Na mocy porozumienia 6 mocarstw w listopadzie Iran uzyskał złagodzenie sankcji obowiązujących od lat 70. na okres 6 miesięcy, zaczynając od stycznia. Całkowite ich zniesienie wymagałoby kompleksowego porozumienia kończącego 10-letni spór o irański program jądrowy, który według Teheranu jest rozwijany w pokojowych celach dla sektora energetyki, a Zachód podejrzewa, że służy produkcji broni atomowej.

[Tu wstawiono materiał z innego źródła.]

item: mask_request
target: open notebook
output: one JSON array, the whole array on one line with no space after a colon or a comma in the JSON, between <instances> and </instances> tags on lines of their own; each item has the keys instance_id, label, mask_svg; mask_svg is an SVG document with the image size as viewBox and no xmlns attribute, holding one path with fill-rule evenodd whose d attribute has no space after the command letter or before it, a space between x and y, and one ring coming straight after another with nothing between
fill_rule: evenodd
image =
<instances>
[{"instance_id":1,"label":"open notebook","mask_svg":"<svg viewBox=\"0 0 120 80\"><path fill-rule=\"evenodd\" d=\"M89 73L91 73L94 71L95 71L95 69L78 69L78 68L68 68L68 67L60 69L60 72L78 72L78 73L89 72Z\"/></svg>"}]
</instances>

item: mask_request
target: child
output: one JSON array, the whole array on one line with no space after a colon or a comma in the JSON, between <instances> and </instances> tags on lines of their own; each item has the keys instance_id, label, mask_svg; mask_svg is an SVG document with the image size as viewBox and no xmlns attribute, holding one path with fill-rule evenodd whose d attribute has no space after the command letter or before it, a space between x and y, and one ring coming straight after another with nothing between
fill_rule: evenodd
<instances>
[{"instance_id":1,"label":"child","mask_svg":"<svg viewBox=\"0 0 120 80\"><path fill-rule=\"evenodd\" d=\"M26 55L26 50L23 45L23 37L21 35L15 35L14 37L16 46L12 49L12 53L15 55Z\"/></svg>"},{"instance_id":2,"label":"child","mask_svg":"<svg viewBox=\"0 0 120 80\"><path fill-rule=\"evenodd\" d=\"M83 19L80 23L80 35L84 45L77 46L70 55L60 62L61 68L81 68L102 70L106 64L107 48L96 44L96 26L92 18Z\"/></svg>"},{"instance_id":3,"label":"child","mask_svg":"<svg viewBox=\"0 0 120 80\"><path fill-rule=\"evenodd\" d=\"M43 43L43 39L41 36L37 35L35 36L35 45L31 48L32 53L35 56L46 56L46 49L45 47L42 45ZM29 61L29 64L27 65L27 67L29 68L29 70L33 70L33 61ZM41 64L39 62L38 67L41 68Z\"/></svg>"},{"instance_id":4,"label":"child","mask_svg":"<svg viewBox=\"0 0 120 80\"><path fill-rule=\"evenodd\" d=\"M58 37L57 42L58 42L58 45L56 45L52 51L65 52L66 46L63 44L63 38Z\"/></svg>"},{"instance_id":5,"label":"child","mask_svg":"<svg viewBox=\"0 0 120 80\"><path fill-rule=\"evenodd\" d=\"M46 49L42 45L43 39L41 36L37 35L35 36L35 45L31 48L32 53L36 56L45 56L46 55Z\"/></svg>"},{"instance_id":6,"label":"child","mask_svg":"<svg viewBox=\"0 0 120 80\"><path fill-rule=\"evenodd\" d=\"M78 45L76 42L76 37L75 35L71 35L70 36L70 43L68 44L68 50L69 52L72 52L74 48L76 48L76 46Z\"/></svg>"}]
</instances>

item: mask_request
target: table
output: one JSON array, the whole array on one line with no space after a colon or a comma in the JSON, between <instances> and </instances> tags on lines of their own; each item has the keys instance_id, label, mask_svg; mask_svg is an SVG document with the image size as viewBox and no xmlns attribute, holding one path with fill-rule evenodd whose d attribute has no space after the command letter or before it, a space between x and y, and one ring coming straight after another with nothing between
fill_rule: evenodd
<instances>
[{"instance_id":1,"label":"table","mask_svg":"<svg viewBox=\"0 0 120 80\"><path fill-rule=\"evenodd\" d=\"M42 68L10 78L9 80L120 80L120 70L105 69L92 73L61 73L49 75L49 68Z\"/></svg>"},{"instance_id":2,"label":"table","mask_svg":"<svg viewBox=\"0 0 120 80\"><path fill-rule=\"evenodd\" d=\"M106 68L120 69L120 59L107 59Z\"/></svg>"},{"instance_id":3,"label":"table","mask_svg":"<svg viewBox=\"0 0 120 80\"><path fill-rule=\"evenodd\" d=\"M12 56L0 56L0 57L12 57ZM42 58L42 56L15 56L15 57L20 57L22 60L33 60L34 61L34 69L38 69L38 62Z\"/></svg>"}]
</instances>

- Irańskie linie lotnicze będą gotowe kupować po 40 samolotów pasażerskich rocznie przez 10 lat, gdyby zniesiono sankcje — oświadczył tureckiemu dziennikowi „Ettelatt" szef irańskiego urzędu lotnictwa cywilnego, Ali Reza Jahangirian. Potwierdził tym samym liczbę podaną w listopadzie przez innego przedstawiciela władz Iranu.
Airbus i Boeing, które w 2013 r. uzyskały zamówienia na ponad 2800 samolotów od linii lotniczych i firm leasingowych, przystąpiłyby bardzo chętnie do walki o irański rynek. Producenci samolotów regionalnych, Bombardier, Embraer i rosyjski producent Superjetów mogliby także liczyć na zamówienia od mniejszych przewoźników tego kraju. Kontrakty dostaliby z pewnością producenci silników, GE Aviation i Rolls-Royce.
Jahangirian poinformował, że z 250 irańskich samolotów cywilnych, w użytkowaniu znajduje się około 150, a reszta jest uziemiona z braku części zamiennych. — Dostaliśmy bardzo pozytywne sygnały od firm zachodnich, w tym od Boeinga i GE, o dostawach nowych części do naszych samolotów — dodał.
Bieżąca wstępna umowa pozwala na ograniczoną sprzedaż części do samolotów cywilnych i świadczenie usług Iranowi, którego flota składa się ze starych samolotów Airbusa i Boeinga. GE otrzymał zgodę resortu finałów USA na przeprowadzenie serwisu 18 silników sprzedanych Iranowi w końcu lat 70. Serwis zostanie wykonany w zakładach należących do koncernu albo w niemieckiej MTU Aero Engines.